Por um processo de seleção natural, a estrutura que sobrevive é a célula de DNA (ainda sem núcleo organizado – procarionte), considerada a ancestral de todos os seres vivos.

O princípio básico da vida é a origem de algum modo de duplicação do ser vivo movido por uma fonte externa de energia. Um ser vivo é essencialmente um motor que converte formas de energia para a realização de todas as suas atividades, desde a respiração até a reprodução. Nos casos das plantas, por exemplo, a fonte é a radiação solar, que é convertida em uma forma de energia aproveitável no processo de fotossíntese. As formas primitivas de vida passaram por algum tipo de seleção natural que favoreceu as moléculas capazes de absorver energia do meio com mais facilidade e de se reproduzir mais rapidamente.

Experimentos de Redi


FRANCESCO REDI

Francesco Redi (1626-1697): tentou combater a idéia de Aristóteles fazendo experiências com pedaços de carne e frascos de vidro (metade abertos e outra metade coberto com gazes). Após alguns dias pode-se notar que os “vermes”(larvas de mosca) apareciam apenas nos frascos abertos. Foi provado que os insetos eram atraídos pela carne em decomposição. Foi fortalecida a teoria da biogênese.

No século XVII, o cientista Francisco Redi (1626-1698) realizou experiências controladas para provar que a Geração Espontânea era equivocada.

Para provar que os vermes em cadáveres não surgiam por Geração Espontânea, ele realizou experimentos controlados:

1º experimento

Redi mostra que as larvas desaparecem depois de terminar de comer a carne.

2º experimento

Redi comprova que as larvas que foram aprisionadas passaram pela metamorfose e se transformaram em moscas.

3º experimento

Redi demonstra que nos frascos tampados não há o surgimento de larvas.

4º experimento

Redi comprova que, mesmo com a penetração do ar através do tampo de gaze, não há o surgimento de larvas.
Com estes resultados, Redi comprovou que as larvas eram oriundas de ovos postos por moscas que pousavam sobre a carne (biogênese) e não surgiam por Geração Espontânea (abiogênese).

ORGANIZAÇÃO CELULAR


( PROCARIOTOS X EUCARIOTOS )


Desenho representando uma célula eucariótica animal típica.

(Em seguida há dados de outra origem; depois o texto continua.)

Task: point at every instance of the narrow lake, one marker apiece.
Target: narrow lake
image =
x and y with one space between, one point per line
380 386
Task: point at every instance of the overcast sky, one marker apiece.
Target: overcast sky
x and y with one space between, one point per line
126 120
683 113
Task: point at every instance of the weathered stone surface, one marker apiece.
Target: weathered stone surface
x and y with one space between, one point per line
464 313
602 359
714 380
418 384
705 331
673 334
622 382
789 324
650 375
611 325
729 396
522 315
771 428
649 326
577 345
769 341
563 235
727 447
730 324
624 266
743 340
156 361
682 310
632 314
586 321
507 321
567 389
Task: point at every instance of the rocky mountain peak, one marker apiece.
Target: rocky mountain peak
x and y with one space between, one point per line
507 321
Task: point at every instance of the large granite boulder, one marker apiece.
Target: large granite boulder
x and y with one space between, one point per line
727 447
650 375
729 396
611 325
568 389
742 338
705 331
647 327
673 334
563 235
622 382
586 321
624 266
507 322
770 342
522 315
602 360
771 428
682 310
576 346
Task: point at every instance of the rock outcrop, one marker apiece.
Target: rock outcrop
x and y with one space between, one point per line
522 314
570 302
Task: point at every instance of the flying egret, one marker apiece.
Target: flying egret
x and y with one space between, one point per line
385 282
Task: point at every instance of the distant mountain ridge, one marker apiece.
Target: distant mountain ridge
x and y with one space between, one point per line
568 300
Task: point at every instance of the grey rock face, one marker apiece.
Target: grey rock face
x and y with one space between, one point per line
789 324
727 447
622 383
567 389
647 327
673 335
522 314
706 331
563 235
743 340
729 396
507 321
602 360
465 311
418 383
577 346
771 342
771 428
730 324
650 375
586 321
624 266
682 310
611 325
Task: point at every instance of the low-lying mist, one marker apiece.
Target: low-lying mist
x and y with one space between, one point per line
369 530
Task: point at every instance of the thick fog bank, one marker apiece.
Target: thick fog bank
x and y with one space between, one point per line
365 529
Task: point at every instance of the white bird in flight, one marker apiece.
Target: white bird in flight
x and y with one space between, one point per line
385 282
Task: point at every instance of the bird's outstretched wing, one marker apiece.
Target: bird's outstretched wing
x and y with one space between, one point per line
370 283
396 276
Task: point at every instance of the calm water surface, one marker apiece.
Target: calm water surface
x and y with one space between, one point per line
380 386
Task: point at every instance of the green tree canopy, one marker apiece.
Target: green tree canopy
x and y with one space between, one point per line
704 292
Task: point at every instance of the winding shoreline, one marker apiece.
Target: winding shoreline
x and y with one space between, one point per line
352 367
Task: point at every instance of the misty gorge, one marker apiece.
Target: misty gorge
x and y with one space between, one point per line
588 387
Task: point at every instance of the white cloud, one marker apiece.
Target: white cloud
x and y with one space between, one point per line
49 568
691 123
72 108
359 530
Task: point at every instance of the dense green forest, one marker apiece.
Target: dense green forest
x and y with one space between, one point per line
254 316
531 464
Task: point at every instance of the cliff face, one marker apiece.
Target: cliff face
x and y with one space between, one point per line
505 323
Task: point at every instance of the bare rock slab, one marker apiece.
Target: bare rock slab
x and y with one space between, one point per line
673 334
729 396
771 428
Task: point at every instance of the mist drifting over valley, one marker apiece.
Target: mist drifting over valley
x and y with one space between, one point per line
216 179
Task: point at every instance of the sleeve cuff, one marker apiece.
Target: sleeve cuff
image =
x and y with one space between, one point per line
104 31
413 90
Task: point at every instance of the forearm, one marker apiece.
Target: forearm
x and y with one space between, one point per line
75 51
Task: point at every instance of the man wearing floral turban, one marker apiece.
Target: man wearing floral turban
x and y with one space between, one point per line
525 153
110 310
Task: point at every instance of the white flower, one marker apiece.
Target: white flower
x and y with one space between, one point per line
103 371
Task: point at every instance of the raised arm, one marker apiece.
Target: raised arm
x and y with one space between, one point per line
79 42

A microscopia eletrônica demonstrou que existem fundamentalmente duas classes de células: as procarióticas , cujo material genético não está separado do citoplasma por uma membrana e as eucarióticas, com um núcleo bem individualizado e delimitado pelo envoltório nuclear. Embora a complexidade nuclear seja utilizada para dar nome as duas classes de células, há outras diferenças importantes entre procariontes e eucariontes.

Do ponto de vista evolutivo (ver origem das células no capítulo anterior), considera-se que os procariontes são ancestrais dos eucariontes. Os procariontes surgiram há cerca de 3 bilhões de anos ao passo que os eucariontes há 1 bilhão de anos. E apesar das diferenças entre as células eucarióticas e procarióticas, existem semelhanças importantes em sua organização molecular e em sua função. Por exemplo, veremos que todos os organismos vivos utilizam o mesmo código genético e uma maquinaria similar para a síntese de proteínas.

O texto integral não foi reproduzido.